I’m taking my ‘comeback’ quite seriously – I have been bowling in the nets 2 or 3 times a week, working around (or even, sometimes, in) coaching session I am leading.
And I have discovered that I have lost my off-break — I can throw an offie, or bowl one from ‘base’ (with a soft ball), but try as I might my best attempts to bowl an off-break see the ball curve from leg, maybe dip in flight a little, and continue on ‘with the arm’ towards the slips after pitching.
I have spoken to other coaches, who have variously diagnosed
- over rotation of the shoulders with an exaggerated follow through down and across the body (I used to bowl medium pace out-swingers, so this sounds like a pretty accurate description of my bowling action)
- suggested ‘clipping’ the follow through to reduce the almost round-arm swing.
- slow follow through of trailing leg and hip (no ‘snap’ from the hips – which makes sense, if the other coach saw over-rotation of the shoulders – the bowling arm has to get ‘through’ the action, somehow, and if the hips don’t turn then the shoulders must compensate)
- suggested bringing the hips through quicker, to ‘pull’ the shoulders round, rather than leading with the right shoulder.
My own observation
- overlong delivery stride, not pivoting on a fixed front foot
- shorten delivery stride, bowl up & around braced front leg, pivot on the forefoot.
So I have several things to work on before my season starts at the end of May.
But let’s go back to the ‘fault’ — my deliveries curve from leg, maybe dip a little before pitching, then continue on ‘with the arm’ towards the slips.
It’s a ball I would have loved to have in my armoury back in the days when I was running in too far and bemoaning the state of the ball – ‘can’t swing this’; ‘no-one looks after the ball’; ‘these balls only swing for 10 overs, tops, then you might as well give up’.
I think I shall be keeping my ‘arm ball’.
Maybe looking to develop a ‘straight on’ variation, but not trying too hard to resurrect the lost off-break.
So rather than going in for remediation, I shall be leaving well alone!
Closing thoughts
All too often, as coaches, we feel the need to be seen to be doing something.
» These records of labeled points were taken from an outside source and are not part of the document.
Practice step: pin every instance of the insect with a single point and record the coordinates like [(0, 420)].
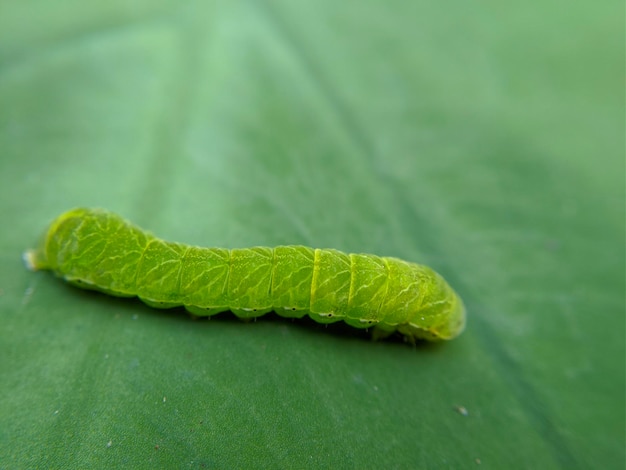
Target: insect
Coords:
[(97, 249)]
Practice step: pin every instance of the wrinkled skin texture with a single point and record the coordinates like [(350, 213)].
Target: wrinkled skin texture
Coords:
[(96, 249)]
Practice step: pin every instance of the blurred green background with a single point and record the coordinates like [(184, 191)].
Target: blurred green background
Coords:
[(483, 139)]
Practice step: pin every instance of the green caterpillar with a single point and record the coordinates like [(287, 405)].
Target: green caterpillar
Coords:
[(96, 249)]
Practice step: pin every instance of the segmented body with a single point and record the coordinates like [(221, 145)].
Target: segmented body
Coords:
[(96, 249)]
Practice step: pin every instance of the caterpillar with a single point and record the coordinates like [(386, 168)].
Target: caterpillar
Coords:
[(97, 249)]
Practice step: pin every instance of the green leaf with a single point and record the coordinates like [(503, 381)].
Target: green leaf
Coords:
[(482, 140)]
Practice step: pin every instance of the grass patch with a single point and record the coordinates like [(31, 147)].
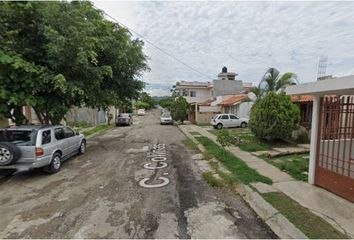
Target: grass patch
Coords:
[(97, 129), (203, 124), (250, 143), (79, 124), (296, 165), (207, 156), (211, 180), (240, 171), (190, 144), (310, 224)]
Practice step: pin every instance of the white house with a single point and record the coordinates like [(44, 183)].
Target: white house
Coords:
[(204, 97), (331, 163)]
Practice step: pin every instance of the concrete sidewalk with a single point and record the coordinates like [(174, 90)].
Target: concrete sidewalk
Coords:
[(335, 210)]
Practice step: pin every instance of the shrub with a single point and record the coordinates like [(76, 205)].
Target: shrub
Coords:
[(179, 109), (274, 117)]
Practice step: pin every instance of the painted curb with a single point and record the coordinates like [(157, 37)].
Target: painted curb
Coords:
[(272, 217)]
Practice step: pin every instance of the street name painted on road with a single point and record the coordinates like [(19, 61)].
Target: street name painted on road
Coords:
[(158, 157)]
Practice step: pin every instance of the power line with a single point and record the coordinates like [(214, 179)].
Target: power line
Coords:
[(154, 45)]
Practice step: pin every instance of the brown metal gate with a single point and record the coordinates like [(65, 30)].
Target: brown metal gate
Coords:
[(335, 153)]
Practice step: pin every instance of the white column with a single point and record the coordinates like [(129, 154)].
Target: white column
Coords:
[(313, 145), (196, 112)]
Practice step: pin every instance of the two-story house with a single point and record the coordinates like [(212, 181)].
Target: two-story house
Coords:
[(205, 97), (194, 92)]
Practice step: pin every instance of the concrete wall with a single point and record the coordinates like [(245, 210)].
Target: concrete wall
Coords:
[(202, 94), (209, 109), (245, 109), (242, 110), (226, 87), (204, 117), (340, 148)]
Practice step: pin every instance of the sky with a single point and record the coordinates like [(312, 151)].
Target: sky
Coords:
[(246, 37)]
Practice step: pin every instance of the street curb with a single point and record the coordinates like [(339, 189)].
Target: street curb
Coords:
[(281, 226), (97, 133)]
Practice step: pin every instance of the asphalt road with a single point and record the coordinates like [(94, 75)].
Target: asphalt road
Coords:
[(98, 195)]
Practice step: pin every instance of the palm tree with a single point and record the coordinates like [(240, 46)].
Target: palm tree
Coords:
[(273, 81)]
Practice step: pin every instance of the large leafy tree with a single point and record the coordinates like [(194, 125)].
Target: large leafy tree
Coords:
[(273, 81), (274, 117), (55, 55), (179, 109)]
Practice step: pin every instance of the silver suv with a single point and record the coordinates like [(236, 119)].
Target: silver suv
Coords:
[(38, 146)]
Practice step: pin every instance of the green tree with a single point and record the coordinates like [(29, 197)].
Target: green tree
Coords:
[(62, 54), (273, 81), (141, 105), (147, 99), (179, 109), (166, 103), (274, 117)]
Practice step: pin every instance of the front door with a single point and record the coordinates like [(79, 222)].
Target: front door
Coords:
[(335, 146)]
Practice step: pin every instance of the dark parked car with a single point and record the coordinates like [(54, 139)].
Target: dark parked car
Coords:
[(124, 119)]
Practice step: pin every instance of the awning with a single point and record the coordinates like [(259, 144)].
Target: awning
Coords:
[(233, 100)]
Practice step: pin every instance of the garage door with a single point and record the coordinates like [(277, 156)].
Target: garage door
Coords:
[(335, 146)]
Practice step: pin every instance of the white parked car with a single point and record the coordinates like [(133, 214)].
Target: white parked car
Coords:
[(141, 112), (166, 119), (220, 121)]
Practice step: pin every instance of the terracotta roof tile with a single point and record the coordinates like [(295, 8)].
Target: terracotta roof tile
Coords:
[(233, 100), (302, 98)]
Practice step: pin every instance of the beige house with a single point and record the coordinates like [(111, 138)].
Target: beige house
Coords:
[(204, 97), (331, 164)]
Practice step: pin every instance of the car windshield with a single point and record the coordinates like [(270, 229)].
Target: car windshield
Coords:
[(18, 137)]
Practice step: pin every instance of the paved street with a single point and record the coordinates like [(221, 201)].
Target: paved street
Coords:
[(97, 195)]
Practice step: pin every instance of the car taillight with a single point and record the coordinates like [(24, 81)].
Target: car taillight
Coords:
[(39, 152)]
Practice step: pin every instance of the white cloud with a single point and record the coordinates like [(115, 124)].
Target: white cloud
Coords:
[(247, 37)]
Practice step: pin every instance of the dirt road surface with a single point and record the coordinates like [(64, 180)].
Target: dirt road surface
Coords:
[(97, 195)]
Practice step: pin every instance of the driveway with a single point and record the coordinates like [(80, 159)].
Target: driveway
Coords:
[(98, 195)]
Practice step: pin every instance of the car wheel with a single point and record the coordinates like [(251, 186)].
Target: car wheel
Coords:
[(9, 153), (244, 124), (7, 172), (82, 148), (55, 164)]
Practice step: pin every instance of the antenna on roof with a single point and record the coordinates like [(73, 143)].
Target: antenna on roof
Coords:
[(322, 67)]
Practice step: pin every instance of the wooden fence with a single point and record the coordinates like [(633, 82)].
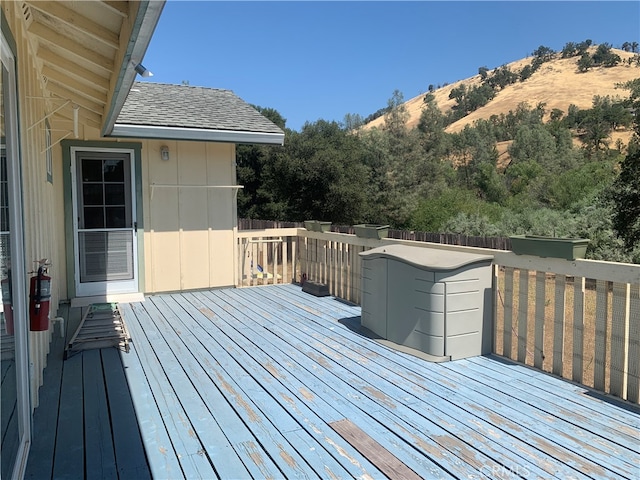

To recommend, to intervene, to “do” coaching.
I coach 1-to-1s with a very able adult batsman. In truth, he is probably more concerned with “technique” than I am. My role tends to be ‘quizmaster’, posing challenges, confirming hunches, perhaps prompting when he can’t account for a mis-hit. I could tell him to change his stance, or his grip, or pick-up, but we have gone over all that; he has to find out what works for him, not what the textbook, or my prejudices, say is ‘right’.
More often, I feed the bowling machine, applaud the good shots, and try to let him work it out for himself.
It would be so much better if, as coaches, we could just leave it alone!